Il presidente del Nicaragua, Daniel Ortega - Reuters
I frati carmelitani scalzi, dopo oltre cinquant’anni di servizio pastorale in Nicaragua, lasciano il Paese, costretti a tale gesto dalla situazione di persecuzione alla Chiesa che si vive nel Paese. «È un esilio», scrive sui social l’avvocata e ricercatrice Martha Patricia Molina, che documenta gli atti di ostilità verso la Chiesa cattolica e le altre Chiese cristiane da parte del regime di Ortega.
La partenza dell'ordine religioso è stata annunciata dalla Provincia di Nostra Signora di Guadalupe, che ha sede a San Salvador. I religiosi hanno consegnato all'arcidiocesi di Managua la parrocchia di Nostra Signora del Carmelo, e hanno ringraziato la comunità «per il cammino di fede che abbiamo percorso insieme». Presentiamo – hanno aggiunto – la «nostra preghiera di ringraziamento a Dio per il dono di aver fatto un cammino di fede con tanti parrocchiani, di aver celebrato la gioia della devozione mariana e l'approfondimento della fede eucaristica». Nel messaggio si ringrazia anche il cardinale Augusto Brenes, arcivescovo di Managua, per il suo accompagnamento.
Si tratta solo dell’ultima mossa del regime dal 2018. Nella nazione restano ormai solo cinque vescovi.

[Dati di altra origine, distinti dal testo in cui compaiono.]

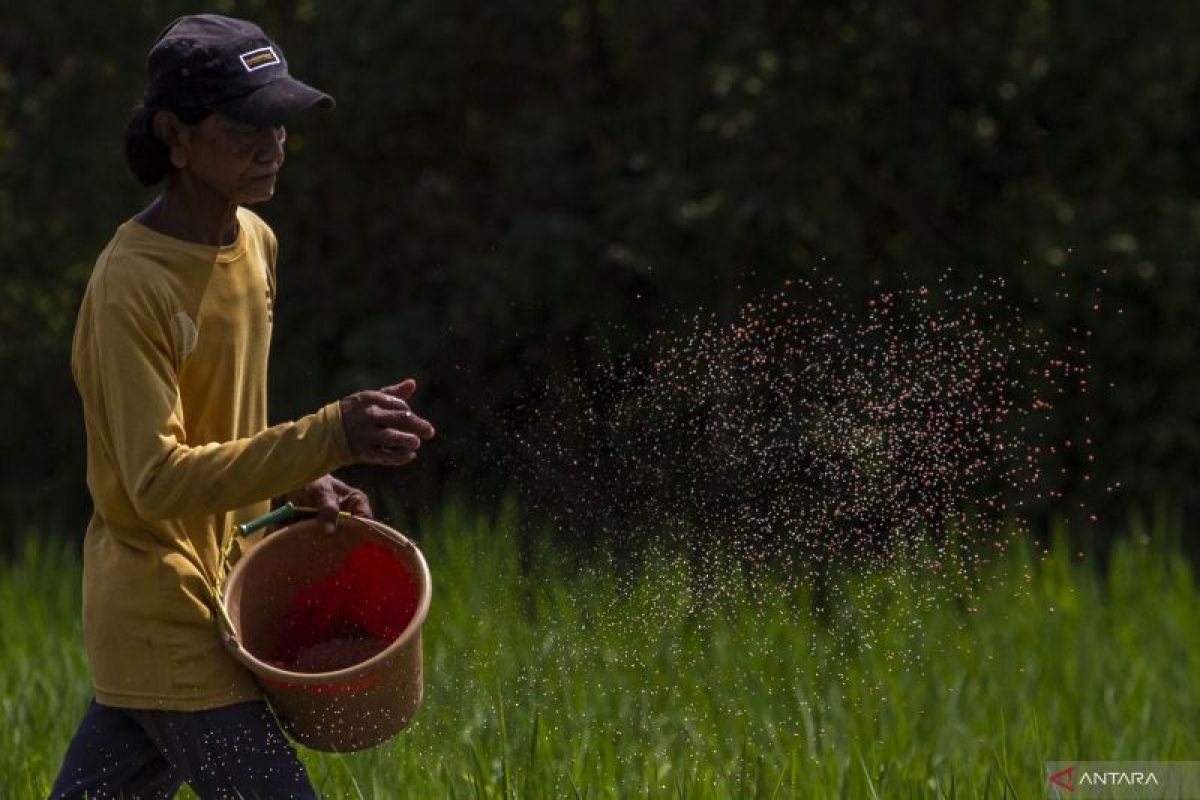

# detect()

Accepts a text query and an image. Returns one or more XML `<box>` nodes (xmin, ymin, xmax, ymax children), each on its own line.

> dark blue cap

<box><xmin>144</xmin><ymin>14</ymin><xmax>334</xmax><ymax>125</ymax></box>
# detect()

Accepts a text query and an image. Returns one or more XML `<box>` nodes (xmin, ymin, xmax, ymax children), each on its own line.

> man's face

<box><xmin>186</xmin><ymin>113</ymin><xmax>287</xmax><ymax>205</ymax></box>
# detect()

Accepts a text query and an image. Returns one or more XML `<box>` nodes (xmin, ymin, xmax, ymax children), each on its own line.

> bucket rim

<box><xmin>221</xmin><ymin>517</ymin><xmax>433</xmax><ymax>686</ymax></box>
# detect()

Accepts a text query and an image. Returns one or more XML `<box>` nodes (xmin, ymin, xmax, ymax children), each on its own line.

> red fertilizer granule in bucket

<box><xmin>271</xmin><ymin>541</ymin><xmax>419</xmax><ymax>673</ymax></box>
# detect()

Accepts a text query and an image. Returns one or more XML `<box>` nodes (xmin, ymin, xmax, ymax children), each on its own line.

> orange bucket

<box><xmin>221</xmin><ymin>516</ymin><xmax>432</xmax><ymax>752</ymax></box>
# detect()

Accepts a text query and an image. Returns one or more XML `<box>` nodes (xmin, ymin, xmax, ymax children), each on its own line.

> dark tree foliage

<box><xmin>0</xmin><ymin>0</ymin><xmax>1200</xmax><ymax>544</ymax></box>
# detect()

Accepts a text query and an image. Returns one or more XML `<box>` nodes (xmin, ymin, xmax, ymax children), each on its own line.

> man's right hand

<box><xmin>340</xmin><ymin>378</ymin><xmax>434</xmax><ymax>467</ymax></box>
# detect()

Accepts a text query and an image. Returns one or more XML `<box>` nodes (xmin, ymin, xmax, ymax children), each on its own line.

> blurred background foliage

<box><xmin>0</xmin><ymin>0</ymin><xmax>1200</xmax><ymax>544</ymax></box>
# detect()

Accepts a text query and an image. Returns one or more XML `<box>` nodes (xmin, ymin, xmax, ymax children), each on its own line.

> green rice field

<box><xmin>0</xmin><ymin>506</ymin><xmax>1200</xmax><ymax>799</ymax></box>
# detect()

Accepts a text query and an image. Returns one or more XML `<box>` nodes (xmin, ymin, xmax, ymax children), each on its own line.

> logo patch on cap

<box><xmin>238</xmin><ymin>47</ymin><xmax>280</xmax><ymax>72</ymax></box>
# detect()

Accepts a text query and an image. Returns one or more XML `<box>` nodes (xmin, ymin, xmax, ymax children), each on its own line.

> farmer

<box><xmin>52</xmin><ymin>14</ymin><xmax>433</xmax><ymax>798</ymax></box>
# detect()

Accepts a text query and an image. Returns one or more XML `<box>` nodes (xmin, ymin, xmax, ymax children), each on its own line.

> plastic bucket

<box><xmin>221</xmin><ymin>517</ymin><xmax>432</xmax><ymax>752</ymax></box>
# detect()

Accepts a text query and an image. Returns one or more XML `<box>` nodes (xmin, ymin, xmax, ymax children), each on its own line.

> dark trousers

<box><xmin>50</xmin><ymin>700</ymin><xmax>317</xmax><ymax>800</ymax></box>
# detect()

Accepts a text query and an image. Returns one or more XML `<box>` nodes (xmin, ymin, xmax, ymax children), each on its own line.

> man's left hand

<box><xmin>286</xmin><ymin>475</ymin><xmax>371</xmax><ymax>534</ymax></box>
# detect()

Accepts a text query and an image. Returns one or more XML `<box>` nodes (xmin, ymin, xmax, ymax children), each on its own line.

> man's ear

<box><xmin>154</xmin><ymin>109</ymin><xmax>192</xmax><ymax>169</ymax></box>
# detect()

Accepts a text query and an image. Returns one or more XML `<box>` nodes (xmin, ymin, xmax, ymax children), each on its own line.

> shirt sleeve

<box><xmin>83</xmin><ymin>292</ymin><xmax>353</xmax><ymax>519</ymax></box>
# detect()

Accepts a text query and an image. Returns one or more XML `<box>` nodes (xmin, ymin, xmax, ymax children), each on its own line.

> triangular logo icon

<box><xmin>1050</xmin><ymin>766</ymin><xmax>1075</xmax><ymax>792</ymax></box>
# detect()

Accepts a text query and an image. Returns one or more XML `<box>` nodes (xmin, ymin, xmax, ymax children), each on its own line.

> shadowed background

<box><xmin>0</xmin><ymin>0</ymin><xmax>1200</xmax><ymax>546</ymax></box>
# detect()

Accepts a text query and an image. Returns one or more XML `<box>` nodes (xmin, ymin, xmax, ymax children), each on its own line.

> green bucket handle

<box><xmin>234</xmin><ymin>501</ymin><xmax>350</xmax><ymax>536</ymax></box>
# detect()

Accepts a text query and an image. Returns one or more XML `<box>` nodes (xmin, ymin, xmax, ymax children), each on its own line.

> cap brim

<box><xmin>212</xmin><ymin>76</ymin><xmax>334</xmax><ymax>125</ymax></box>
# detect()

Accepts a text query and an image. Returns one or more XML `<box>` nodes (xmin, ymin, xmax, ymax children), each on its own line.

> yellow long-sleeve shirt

<box><xmin>72</xmin><ymin>209</ymin><xmax>352</xmax><ymax>710</ymax></box>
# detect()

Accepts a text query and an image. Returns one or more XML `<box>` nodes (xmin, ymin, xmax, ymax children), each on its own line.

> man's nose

<box><xmin>258</xmin><ymin>126</ymin><xmax>288</xmax><ymax>163</ymax></box>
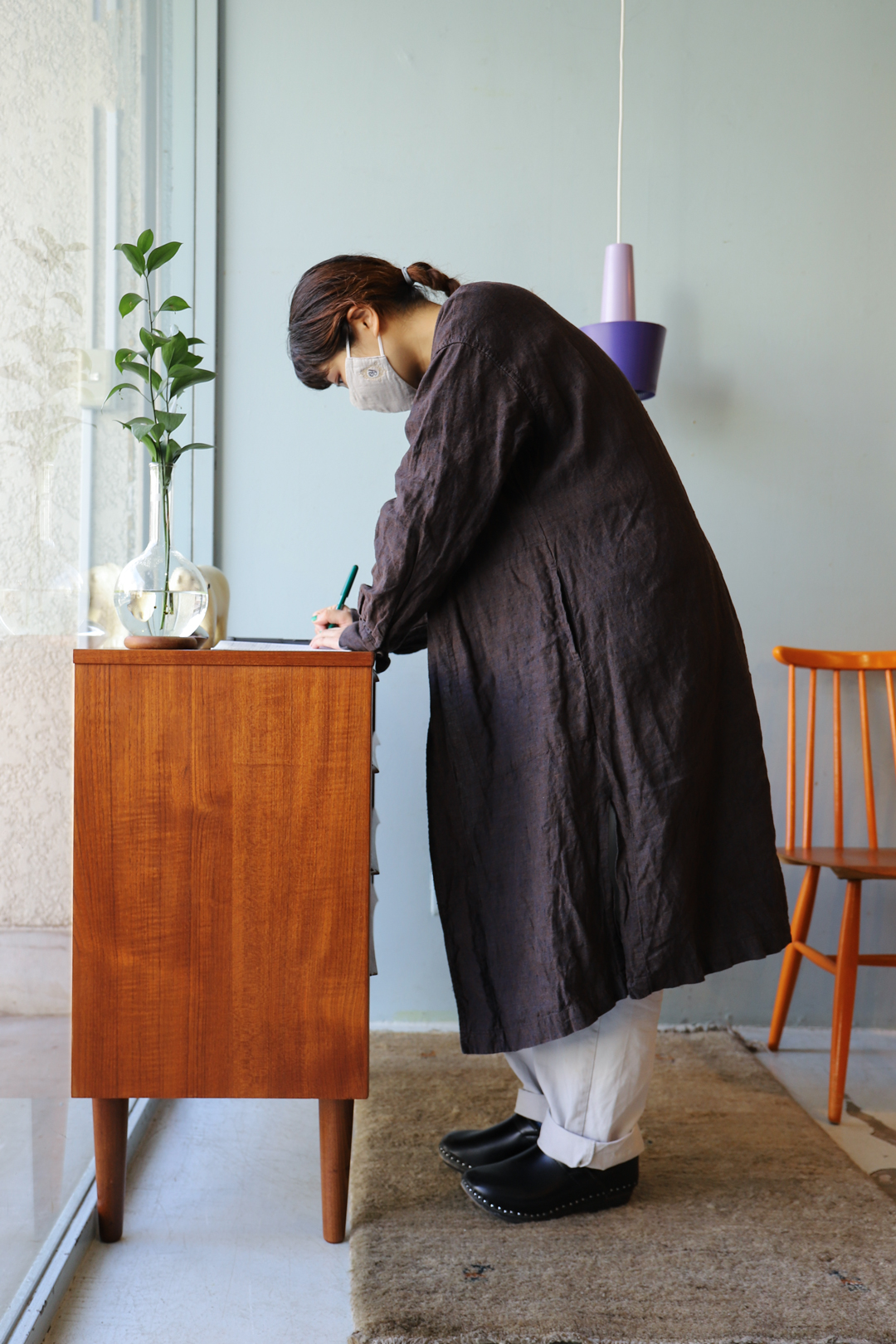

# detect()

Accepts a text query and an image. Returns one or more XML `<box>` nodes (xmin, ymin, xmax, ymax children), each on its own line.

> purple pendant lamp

<box><xmin>582</xmin><ymin>0</ymin><xmax>666</xmax><ymax>402</ymax></box>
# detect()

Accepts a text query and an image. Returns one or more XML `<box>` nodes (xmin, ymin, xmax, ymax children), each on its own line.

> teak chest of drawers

<box><xmin>71</xmin><ymin>649</ymin><xmax>373</xmax><ymax>1240</ymax></box>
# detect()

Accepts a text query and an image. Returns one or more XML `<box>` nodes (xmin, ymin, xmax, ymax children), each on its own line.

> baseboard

<box><xmin>0</xmin><ymin>1097</ymin><xmax>160</xmax><ymax>1344</ymax></box>
<box><xmin>0</xmin><ymin>928</ymin><xmax>71</xmax><ymax>1017</ymax></box>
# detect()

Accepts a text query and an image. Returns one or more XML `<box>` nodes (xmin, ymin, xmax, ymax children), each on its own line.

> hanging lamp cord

<box><xmin>616</xmin><ymin>0</ymin><xmax>626</xmax><ymax>243</ymax></box>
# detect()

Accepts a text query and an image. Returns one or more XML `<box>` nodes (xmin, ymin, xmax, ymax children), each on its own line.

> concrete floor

<box><xmin>738</xmin><ymin>1027</ymin><xmax>896</xmax><ymax>1199</ymax></box>
<box><xmin>0</xmin><ymin>1019</ymin><xmax>896</xmax><ymax>1344</ymax></box>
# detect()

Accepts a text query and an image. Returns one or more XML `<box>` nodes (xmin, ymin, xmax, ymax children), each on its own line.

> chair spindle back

<box><xmin>775</xmin><ymin>646</ymin><xmax>896</xmax><ymax>850</ymax></box>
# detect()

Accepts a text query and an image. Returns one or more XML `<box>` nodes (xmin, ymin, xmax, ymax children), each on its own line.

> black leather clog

<box><xmin>460</xmin><ymin>1145</ymin><xmax>638</xmax><ymax>1223</ymax></box>
<box><xmin>439</xmin><ymin>1114</ymin><xmax>542</xmax><ymax>1172</ymax></box>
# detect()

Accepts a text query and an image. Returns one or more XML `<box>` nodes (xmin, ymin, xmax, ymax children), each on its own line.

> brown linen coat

<box><xmin>341</xmin><ymin>284</ymin><xmax>790</xmax><ymax>1054</ymax></box>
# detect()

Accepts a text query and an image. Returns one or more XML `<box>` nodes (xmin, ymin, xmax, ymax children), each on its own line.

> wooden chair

<box><xmin>768</xmin><ymin>648</ymin><xmax>896</xmax><ymax>1125</ymax></box>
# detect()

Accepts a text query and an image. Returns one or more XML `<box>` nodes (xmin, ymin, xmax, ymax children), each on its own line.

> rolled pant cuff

<box><xmin>539</xmin><ymin>1091</ymin><xmax>644</xmax><ymax>1171</ymax></box>
<box><xmin>514</xmin><ymin>1088</ymin><xmax>548</xmax><ymax>1121</ymax></box>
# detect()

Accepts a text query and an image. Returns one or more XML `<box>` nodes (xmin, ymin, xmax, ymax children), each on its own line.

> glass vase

<box><xmin>114</xmin><ymin>462</ymin><xmax>208</xmax><ymax>637</ymax></box>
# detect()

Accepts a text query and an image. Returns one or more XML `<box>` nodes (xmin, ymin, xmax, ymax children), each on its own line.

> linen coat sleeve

<box><xmin>346</xmin><ymin>341</ymin><xmax>534</xmax><ymax>652</ymax></box>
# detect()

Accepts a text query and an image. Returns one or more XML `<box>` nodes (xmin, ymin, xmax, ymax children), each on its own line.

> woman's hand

<box><xmin>310</xmin><ymin>606</ymin><xmax>352</xmax><ymax>649</ymax></box>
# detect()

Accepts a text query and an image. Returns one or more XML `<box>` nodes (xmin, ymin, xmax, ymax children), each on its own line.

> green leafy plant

<box><xmin>104</xmin><ymin>228</ymin><xmax>215</xmax><ymax>631</ymax></box>
<box><xmin>106</xmin><ymin>228</ymin><xmax>215</xmax><ymax>492</ymax></box>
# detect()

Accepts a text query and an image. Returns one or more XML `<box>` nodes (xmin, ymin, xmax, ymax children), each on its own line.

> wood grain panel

<box><xmin>72</xmin><ymin>650</ymin><xmax>373</xmax><ymax>1098</ymax></box>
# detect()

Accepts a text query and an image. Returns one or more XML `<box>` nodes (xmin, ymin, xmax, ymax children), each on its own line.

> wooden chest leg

<box><xmin>93</xmin><ymin>1097</ymin><xmax>128</xmax><ymax>1242</ymax></box>
<box><xmin>317</xmin><ymin>1099</ymin><xmax>354</xmax><ymax>1242</ymax></box>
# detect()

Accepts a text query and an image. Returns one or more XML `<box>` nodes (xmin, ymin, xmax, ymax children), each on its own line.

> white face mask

<box><xmin>345</xmin><ymin>336</ymin><xmax>416</xmax><ymax>411</ymax></box>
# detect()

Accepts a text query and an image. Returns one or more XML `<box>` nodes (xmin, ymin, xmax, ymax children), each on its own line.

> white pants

<box><xmin>504</xmin><ymin>989</ymin><xmax>662</xmax><ymax>1171</ymax></box>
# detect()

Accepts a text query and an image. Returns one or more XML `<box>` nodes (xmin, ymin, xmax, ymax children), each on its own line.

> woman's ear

<box><xmin>345</xmin><ymin>304</ymin><xmax>380</xmax><ymax>340</ymax></box>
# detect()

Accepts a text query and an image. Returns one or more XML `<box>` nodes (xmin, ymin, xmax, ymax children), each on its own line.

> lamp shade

<box><xmin>582</xmin><ymin>243</ymin><xmax>666</xmax><ymax>402</ymax></box>
<box><xmin>582</xmin><ymin>321</ymin><xmax>666</xmax><ymax>402</ymax></box>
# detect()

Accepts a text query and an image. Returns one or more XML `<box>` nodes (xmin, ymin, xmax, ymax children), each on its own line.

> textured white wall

<box><xmin>219</xmin><ymin>0</ymin><xmax>896</xmax><ymax>1025</ymax></box>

Un segno eloquente della persecuzione subita dalla Chiesa cattolica che, secondo il gruppo di esperti delle Nazioni Unite, rende il regime responsabile di crimini di lesa umanità. Questi ultimi hanno registrato almeno 73 detenzioni arbitrarie di cattolici o altre confessioni, basate in prove inconsistenti o falsificate. L’ultimo pastore a essere espulso, è stato il presidente della Conferenza episcopale Carlos Herrera (che ha seguito i confratelli Álvarez e Isidoro Mora e Silvio Báez, ausiliare della capitale, con almeno o una mezza dozzina di sacerdoti.